The outcome of the election could dictate how France continues to respond to the growing global migrant crisis.
 
Macron said solutions to terrorism were not as simple as Le Pen suggested and that there was “no such thing as zero risk.”
 
Security commitments

While the Trump administration has recently affirmed its commitment to NATO, Le Pen has vowed to at least partially withdraw from the alliance.

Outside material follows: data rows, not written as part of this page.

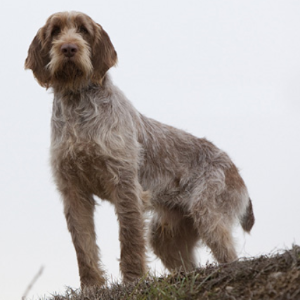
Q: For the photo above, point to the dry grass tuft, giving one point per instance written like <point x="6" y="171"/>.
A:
<point x="275" y="276"/>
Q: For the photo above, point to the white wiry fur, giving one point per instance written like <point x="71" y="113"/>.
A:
<point x="101" y="145"/>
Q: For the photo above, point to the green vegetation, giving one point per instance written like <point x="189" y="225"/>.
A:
<point x="274" y="276"/>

France’s departure could place an additional burden on the U.S. and other member states, both militarily and monetarily. France has one of the most powerful militaries in the world and holds a seat on the United Nations Security Council.

Several leading candidates representing both the far left and far right have proposed taking France out of NATO’s military command or removing it altogether. 

“It would be catastrophic — the undoing of 65 years of foreign and security policy,” François Heisbourg, an analyst with the Paris-based Foundation for Strategic Research, told The Washington Post. “This is big.” 

France’s security moves could have implications concerning Russia. Le Pen has shown a warmness to Russian President Vladimir Putin, whom she met last month, and has criticized western sanctions against Moscow.

Will France hold a referendum to leave the European Union?

In a document laying out the National Front’s platform in February, Le Pen promised to hold a referendum on France’s membership to the European Union (EU) should the organization refuse to get rid of its shared currency and the lack of border restrictions.

But the National Front isn’t the only French party critical of the EU. Mélenchon has also expressed disapproval over France’s membership.

Macron, who worked as an economic adviser to France’s current President François Hollande before becoming economy minister, is pro-European Union. He also supports the EU keeping in place sanctions it imposed over Russia’s 2014 annexation of Crimea.